Rely on third-party transportation providers: It depends on road transportation to deliver its finished products to its customers. Apart from using its own vehicles for transportation, it also uses commercial vehicles and third-party transportation providers for procuring its raw materials as well as for distributing its products to its customers. This makes it dependents on various intermediaries such as domestic logistics companies and container freight station operators. Additionally, if it loses one or more of its third-party transportation providers, it may not be able to obtain terms as favourable as those it receive from the third-party transportation providers that it currently use, which in turn would increase its costs and thereby adversely affect its operating results.
Outlook
Sati Poly Plast is engaged in the manufacturing of flexible packaging material which is multi-functional and caters to the packaging requirements of various industries. It provides end-to-end solution for various flexible packaging needs. Its Product range of flexible packaging material includes Roll form packaging, Pouch form packaging and Coextruded Films. Currently it is working with Pidilite, Adani Wilmar, JVL and have also started vacuum bags for cashews. It is supplying packaging material to Pidilite, Adani Wilmar and JVL as per their usage requirements. On the concern side, its top ten suppliers contribute 84.73%, 85.36% and 85.36% of its total purchase from operations for the financial year ended on March 31, 2024, 2023 and 2022, respectively. It cannot assures that it will be able to get the same quantum and quality of supplies, or any supplies at all, and the loss of supplies from one or more of them may adversely affect its purchases of stock and ultimately its revenue and results of operations.

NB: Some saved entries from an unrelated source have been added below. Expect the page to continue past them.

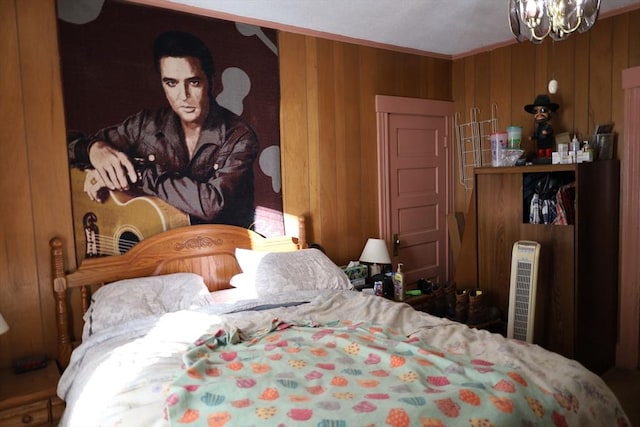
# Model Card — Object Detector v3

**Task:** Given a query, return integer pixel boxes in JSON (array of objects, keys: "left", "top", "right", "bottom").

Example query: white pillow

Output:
[
  {"left": 235, "top": 248, "right": 269, "bottom": 277},
  {"left": 229, "top": 272, "right": 256, "bottom": 290},
  {"left": 235, "top": 248, "right": 353, "bottom": 296},
  {"left": 82, "top": 272, "right": 214, "bottom": 340}
]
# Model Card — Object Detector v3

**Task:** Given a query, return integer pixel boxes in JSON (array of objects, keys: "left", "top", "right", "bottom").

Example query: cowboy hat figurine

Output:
[{"left": 525, "top": 94, "right": 559, "bottom": 158}]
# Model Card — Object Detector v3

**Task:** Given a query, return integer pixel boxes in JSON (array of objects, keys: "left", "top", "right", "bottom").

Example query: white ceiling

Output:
[
  {"left": 60, "top": 0, "right": 640, "bottom": 58},
  {"left": 155, "top": 0, "right": 640, "bottom": 57}
]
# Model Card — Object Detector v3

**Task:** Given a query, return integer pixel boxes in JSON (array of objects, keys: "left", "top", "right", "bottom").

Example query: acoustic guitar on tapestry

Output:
[{"left": 70, "top": 167, "right": 191, "bottom": 260}]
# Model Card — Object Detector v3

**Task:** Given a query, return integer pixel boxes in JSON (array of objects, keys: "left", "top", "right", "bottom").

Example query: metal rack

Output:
[{"left": 455, "top": 104, "right": 499, "bottom": 190}]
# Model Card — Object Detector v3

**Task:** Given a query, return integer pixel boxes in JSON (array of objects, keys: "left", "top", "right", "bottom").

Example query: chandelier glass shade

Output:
[{"left": 509, "top": 0, "right": 601, "bottom": 43}]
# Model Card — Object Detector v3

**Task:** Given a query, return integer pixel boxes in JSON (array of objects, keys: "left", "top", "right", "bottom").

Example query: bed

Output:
[{"left": 50, "top": 217, "right": 630, "bottom": 427}]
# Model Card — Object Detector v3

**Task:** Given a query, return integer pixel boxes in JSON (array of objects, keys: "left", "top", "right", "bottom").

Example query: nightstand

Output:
[
  {"left": 404, "top": 291, "right": 506, "bottom": 334},
  {"left": 403, "top": 292, "right": 434, "bottom": 313},
  {"left": 0, "top": 361, "right": 64, "bottom": 426}
]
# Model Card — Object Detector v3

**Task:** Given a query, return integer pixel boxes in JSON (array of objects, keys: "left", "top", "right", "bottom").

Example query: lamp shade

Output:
[
  {"left": 0, "top": 313, "right": 8, "bottom": 335},
  {"left": 359, "top": 238, "right": 391, "bottom": 265}
]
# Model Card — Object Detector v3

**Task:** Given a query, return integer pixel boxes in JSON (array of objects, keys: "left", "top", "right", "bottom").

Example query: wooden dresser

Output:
[
  {"left": 0, "top": 362, "right": 64, "bottom": 427},
  {"left": 469, "top": 160, "right": 620, "bottom": 374}
]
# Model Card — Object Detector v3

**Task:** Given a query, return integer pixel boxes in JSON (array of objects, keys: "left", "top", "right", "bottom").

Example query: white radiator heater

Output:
[{"left": 507, "top": 240, "right": 541, "bottom": 343}]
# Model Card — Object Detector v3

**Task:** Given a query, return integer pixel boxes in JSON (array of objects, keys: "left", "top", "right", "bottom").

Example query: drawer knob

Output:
[{"left": 22, "top": 413, "right": 33, "bottom": 424}]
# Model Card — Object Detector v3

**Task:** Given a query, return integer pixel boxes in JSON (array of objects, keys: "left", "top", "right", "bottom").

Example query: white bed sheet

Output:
[
  {"left": 209, "top": 286, "right": 259, "bottom": 305},
  {"left": 57, "top": 291, "right": 629, "bottom": 426}
]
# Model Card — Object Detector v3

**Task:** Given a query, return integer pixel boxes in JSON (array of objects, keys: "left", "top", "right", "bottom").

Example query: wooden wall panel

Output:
[
  {"left": 316, "top": 39, "right": 339, "bottom": 253},
  {"left": 356, "top": 47, "right": 379, "bottom": 239},
  {"left": 279, "top": 34, "right": 452, "bottom": 265},
  {"left": 337, "top": 43, "right": 363, "bottom": 262},
  {"left": 534, "top": 42, "right": 550, "bottom": 96},
  {"left": 628, "top": 10, "right": 640, "bottom": 69},
  {"left": 611, "top": 14, "right": 629, "bottom": 161},
  {"left": 552, "top": 38, "right": 576, "bottom": 130},
  {"left": 511, "top": 43, "right": 537, "bottom": 153},
  {"left": 573, "top": 33, "right": 591, "bottom": 137},
  {"left": 490, "top": 49, "right": 512, "bottom": 131},
  {"left": 16, "top": 0, "right": 74, "bottom": 368},
  {"left": 589, "top": 19, "right": 614, "bottom": 127},
  {"left": 278, "top": 33, "right": 311, "bottom": 231},
  {"left": 0, "top": 0, "right": 35, "bottom": 367},
  {"left": 0, "top": 0, "right": 73, "bottom": 368},
  {"left": 473, "top": 52, "right": 491, "bottom": 128}
]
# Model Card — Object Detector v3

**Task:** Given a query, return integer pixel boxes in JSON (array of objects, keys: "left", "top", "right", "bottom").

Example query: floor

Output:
[{"left": 602, "top": 367, "right": 640, "bottom": 426}]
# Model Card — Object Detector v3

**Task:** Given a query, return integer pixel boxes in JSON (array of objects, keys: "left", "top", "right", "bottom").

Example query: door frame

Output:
[
  {"left": 618, "top": 66, "right": 640, "bottom": 369},
  {"left": 375, "top": 95, "right": 456, "bottom": 277}
]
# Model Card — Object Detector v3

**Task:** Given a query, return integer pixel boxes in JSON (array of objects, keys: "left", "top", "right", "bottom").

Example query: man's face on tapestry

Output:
[{"left": 160, "top": 56, "right": 210, "bottom": 125}]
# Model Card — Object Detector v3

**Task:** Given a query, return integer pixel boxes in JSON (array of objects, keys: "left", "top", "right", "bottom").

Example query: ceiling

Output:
[
  {"left": 153, "top": 0, "right": 640, "bottom": 58},
  {"left": 60, "top": 0, "right": 640, "bottom": 58}
]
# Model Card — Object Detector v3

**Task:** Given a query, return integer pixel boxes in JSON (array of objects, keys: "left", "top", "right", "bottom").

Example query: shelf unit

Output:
[{"left": 472, "top": 160, "right": 620, "bottom": 374}]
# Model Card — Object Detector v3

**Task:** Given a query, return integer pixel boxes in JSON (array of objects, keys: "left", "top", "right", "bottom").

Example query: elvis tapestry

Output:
[{"left": 57, "top": 0, "right": 283, "bottom": 263}]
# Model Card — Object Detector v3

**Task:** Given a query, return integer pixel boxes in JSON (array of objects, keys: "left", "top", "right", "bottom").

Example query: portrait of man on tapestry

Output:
[{"left": 57, "top": 0, "right": 283, "bottom": 262}]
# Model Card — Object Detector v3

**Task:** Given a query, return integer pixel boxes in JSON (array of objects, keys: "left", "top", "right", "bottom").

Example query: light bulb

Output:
[{"left": 548, "top": 79, "right": 558, "bottom": 94}]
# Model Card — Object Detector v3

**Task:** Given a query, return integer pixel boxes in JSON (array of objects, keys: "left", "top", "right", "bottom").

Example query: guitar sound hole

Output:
[{"left": 119, "top": 231, "right": 140, "bottom": 254}]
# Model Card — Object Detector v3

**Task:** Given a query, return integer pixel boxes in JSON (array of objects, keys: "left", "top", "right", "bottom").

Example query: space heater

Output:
[{"left": 507, "top": 240, "right": 541, "bottom": 343}]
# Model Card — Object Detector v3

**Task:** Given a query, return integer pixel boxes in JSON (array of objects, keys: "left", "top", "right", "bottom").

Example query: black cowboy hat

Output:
[{"left": 524, "top": 94, "right": 559, "bottom": 114}]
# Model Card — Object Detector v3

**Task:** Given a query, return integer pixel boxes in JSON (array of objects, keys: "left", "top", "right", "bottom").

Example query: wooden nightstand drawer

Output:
[
  {"left": 404, "top": 293, "right": 433, "bottom": 312},
  {"left": 0, "top": 399, "right": 49, "bottom": 427},
  {"left": 0, "top": 362, "right": 62, "bottom": 427}
]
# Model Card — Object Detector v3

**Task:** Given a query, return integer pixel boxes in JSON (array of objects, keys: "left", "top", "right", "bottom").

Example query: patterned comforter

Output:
[{"left": 57, "top": 291, "right": 629, "bottom": 426}]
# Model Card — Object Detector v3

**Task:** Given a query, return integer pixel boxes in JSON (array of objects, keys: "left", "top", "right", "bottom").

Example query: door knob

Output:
[{"left": 393, "top": 234, "right": 400, "bottom": 256}]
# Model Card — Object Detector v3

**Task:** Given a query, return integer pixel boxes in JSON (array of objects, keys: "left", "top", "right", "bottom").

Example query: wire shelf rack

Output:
[{"left": 455, "top": 104, "right": 499, "bottom": 190}]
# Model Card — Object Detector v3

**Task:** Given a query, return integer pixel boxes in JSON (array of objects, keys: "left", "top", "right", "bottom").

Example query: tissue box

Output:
[
  {"left": 341, "top": 264, "right": 367, "bottom": 286},
  {"left": 552, "top": 151, "right": 593, "bottom": 164}
]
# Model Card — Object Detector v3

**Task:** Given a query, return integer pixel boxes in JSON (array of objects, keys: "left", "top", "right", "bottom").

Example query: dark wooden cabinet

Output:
[{"left": 472, "top": 160, "right": 620, "bottom": 374}]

The company is coming out with a maiden IPO of 13,35,000 equity shares of Rs 10 each. The issue has been offered in a price band of Rs 123-130 per equity share. The aggregate size of the offer is around Rs 16.42 crore to Rs 17.36 crore based on lower and upper price band respectively. On performance front, the total revenue from operations for the year ended on FY 2023-24 was Rs 17,935.48 lakh as compared to Rs 19,091.77 lakh during the FY 2022-23. Revenue from operations was decreased by 6.06% in FY 2022-23. It recorded an increase of 6.40% in its profit for the period from Rs 308.88 lakh in the year ended on March 31, 2023 to Rs 328.64 lakh in the year ended on March 31, 2024. Meanwhile, it intends to diversify its product portfolio which could cater to customers across segments, sectors, and geographies. In accordance with this, it intends to further diversify into products with prospects for increased growth and profitability such as vacuum bags for cashews and rice. The company has expanded its business and set up manufacturing unit and installed Multi color (up-to 10 colors) Roto Gravure Printing Machine for flexible packaging and printing process.